Mozilla offers a let in javascript 1.7. The let keyword isn’t support by other browsers yet so using it isn’t generally recomended but it nice to catch up on the latest javascript constructs.
A Parallel
First, a parallel. I’ve coded in Java the last couple of months because of school. During said time, I discovered scoped blocks in Java. A scoped block might be like this:
public void myMethod() { int i = 100, j = 10; { int k = i * j; i = 10; j = 10; } // cannot reference k from here }
If you’re a java programmer, you might never have seen this happen before.

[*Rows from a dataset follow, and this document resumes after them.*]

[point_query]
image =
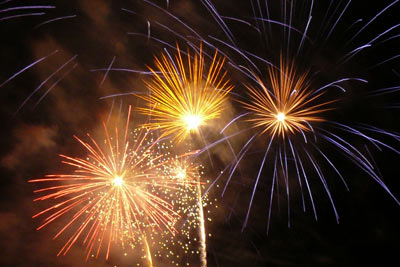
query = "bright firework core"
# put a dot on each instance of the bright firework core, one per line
(192, 121)
(118, 181)
(280, 117)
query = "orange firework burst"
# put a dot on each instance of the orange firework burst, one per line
(180, 99)
(289, 107)
(115, 195)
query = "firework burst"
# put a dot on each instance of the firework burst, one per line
(181, 100)
(115, 196)
(290, 107)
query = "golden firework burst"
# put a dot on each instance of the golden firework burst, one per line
(184, 93)
(117, 195)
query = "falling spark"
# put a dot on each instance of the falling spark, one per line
(114, 195)
(181, 100)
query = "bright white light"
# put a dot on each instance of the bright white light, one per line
(118, 181)
(280, 117)
(192, 122)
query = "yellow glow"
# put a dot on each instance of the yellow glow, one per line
(181, 174)
(192, 122)
(186, 92)
(118, 181)
(280, 117)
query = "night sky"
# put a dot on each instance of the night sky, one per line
(39, 125)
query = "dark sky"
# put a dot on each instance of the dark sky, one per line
(95, 33)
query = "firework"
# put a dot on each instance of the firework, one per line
(289, 110)
(181, 100)
(115, 195)
(290, 107)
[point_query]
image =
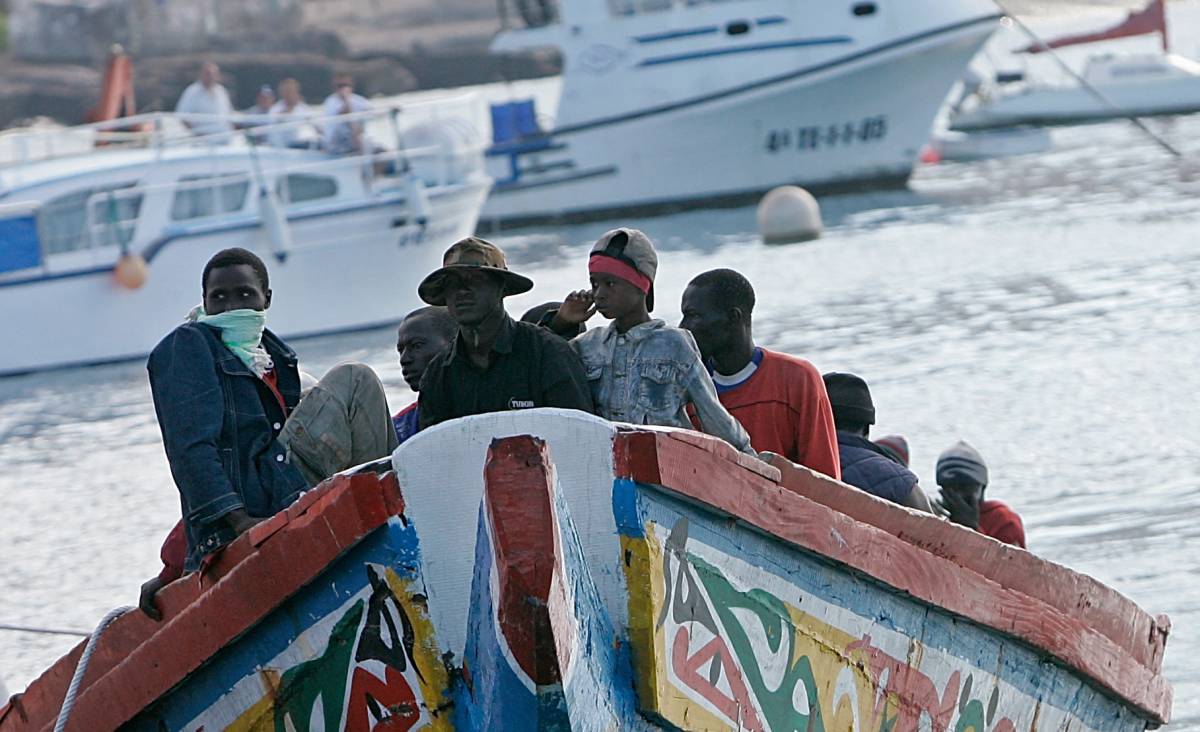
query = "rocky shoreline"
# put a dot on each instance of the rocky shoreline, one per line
(388, 53)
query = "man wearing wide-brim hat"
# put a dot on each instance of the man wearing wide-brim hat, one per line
(496, 363)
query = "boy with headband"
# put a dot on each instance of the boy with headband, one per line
(640, 370)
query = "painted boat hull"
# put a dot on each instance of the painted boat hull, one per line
(355, 268)
(551, 570)
(825, 125)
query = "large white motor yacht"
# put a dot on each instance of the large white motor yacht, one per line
(669, 103)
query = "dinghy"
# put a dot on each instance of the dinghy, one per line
(1114, 85)
(550, 570)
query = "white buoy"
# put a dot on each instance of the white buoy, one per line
(789, 215)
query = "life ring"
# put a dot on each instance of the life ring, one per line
(537, 13)
(131, 271)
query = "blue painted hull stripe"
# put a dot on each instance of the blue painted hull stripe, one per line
(759, 47)
(775, 81)
(160, 244)
(671, 35)
(553, 181)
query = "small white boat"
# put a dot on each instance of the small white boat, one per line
(670, 103)
(101, 251)
(964, 147)
(1111, 85)
(1135, 84)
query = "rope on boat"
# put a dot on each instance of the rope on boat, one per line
(82, 667)
(1087, 87)
(53, 631)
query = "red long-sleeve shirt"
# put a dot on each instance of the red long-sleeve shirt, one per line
(785, 408)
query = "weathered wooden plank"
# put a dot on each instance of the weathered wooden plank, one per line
(1105, 610)
(699, 473)
(137, 659)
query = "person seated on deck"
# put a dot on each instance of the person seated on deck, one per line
(258, 114)
(864, 465)
(345, 138)
(240, 443)
(208, 97)
(421, 336)
(779, 399)
(963, 477)
(641, 370)
(897, 445)
(495, 363)
(291, 108)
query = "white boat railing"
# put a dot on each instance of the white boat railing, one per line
(111, 216)
(167, 130)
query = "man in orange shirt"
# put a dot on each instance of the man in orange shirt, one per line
(779, 399)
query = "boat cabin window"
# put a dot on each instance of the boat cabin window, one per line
(100, 216)
(199, 196)
(299, 187)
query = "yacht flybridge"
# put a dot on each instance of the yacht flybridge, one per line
(669, 103)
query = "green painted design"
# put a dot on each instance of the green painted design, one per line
(771, 612)
(323, 677)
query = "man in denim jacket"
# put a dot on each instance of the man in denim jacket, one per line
(641, 370)
(240, 443)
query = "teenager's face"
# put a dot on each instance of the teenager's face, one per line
(707, 322)
(234, 287)
(615, 298)
(417, 343)
(472, 295)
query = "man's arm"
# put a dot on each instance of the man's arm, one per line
(432, 401)
(190, 407)
(917, 499)
(563, 379)
(816, 438)
(714, 418)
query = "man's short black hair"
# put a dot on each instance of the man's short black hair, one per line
(730, 288)
(439, 317)
(234, 256)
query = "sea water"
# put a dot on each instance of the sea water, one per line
(1045, 309)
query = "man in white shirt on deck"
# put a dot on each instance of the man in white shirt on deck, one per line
(209, 97)
(289, 108)
(343, 138)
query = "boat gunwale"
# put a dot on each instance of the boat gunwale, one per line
(906, 561)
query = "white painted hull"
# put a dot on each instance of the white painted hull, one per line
(862, 120)
(1055, 106)
(346, 270)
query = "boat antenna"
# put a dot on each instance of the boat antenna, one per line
(1087, 85)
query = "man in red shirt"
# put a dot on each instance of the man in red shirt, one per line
(963, 477)
(779, 399)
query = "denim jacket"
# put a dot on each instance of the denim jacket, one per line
(649, 375)
(220, 433)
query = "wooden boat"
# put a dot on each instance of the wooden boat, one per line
(546, 569)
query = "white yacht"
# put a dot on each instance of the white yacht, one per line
(101, 250)
(1131, 84)
(669, 103)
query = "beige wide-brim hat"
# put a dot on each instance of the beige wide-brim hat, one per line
(472, 253)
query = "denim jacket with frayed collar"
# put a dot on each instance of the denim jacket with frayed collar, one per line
(649, 375)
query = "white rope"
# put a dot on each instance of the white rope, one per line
(82, 667)
(1087, 85)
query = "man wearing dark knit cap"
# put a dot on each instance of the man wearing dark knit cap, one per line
(495, 363)
(963, 477)
(865, 465)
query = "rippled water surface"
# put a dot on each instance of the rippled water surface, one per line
(1044, 309)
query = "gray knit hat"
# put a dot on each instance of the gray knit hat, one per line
(961, 462)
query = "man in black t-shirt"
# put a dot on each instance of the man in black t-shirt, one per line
(495, 363)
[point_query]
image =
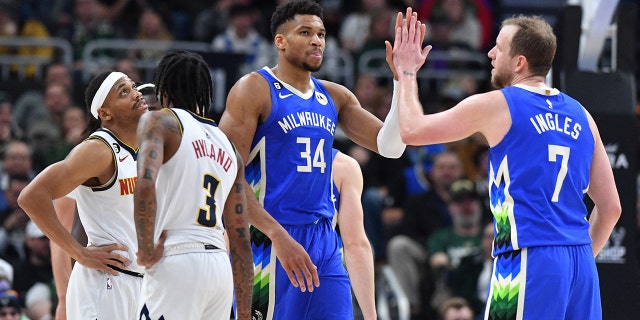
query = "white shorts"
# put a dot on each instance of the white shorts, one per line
(94, 294)
(189, 282)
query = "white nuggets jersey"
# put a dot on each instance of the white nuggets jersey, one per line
(192, 187)
(106, 211)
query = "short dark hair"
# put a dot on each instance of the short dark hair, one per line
(183, 79)
(535, 40)
(287, 12)
(89, 94)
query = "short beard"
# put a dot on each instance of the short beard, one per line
(309, 68)
(498, 82)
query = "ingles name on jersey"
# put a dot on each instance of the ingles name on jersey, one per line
(550, 122)
(127, 185)
(204, 148)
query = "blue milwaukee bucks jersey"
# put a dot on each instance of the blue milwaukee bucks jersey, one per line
(289, 165)
(539, 172)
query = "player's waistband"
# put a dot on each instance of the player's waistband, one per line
(189, 247)
(128, 272)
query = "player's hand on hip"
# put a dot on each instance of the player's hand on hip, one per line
(148, 258)
(296, 262)
(101, 257)
(407, 54)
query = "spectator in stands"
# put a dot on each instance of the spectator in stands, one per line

Basically, putting floating brackets, as long as they match up, around arbitrary code, it will be in a different scope. k won’t be accessible from the outside of those brackets. I call these structures scoped blocks.
Now back to javascript
let in javascript acts similarly to the scoped blocks mentioned above.
Using let as a block is similar to the scoped block in java. The let-block won’t allow g to be accessed from the outside, x and m are newly bound values, they will only be around in the block scope.
var i = 100, j = 10; let (x = 10+i, m = j + 5) { var g = x + m; }
let might make it easy to bind this to another variable in a certain scope, which could prove useful.
For more information about let, checkout the MDC page.
I knew about the java scope braces, but I didn’t know about the let keyword in javascript.
Is this the same behavior that let has on lisp-like languages? because if it is I finally get it and how I can use it in clojure.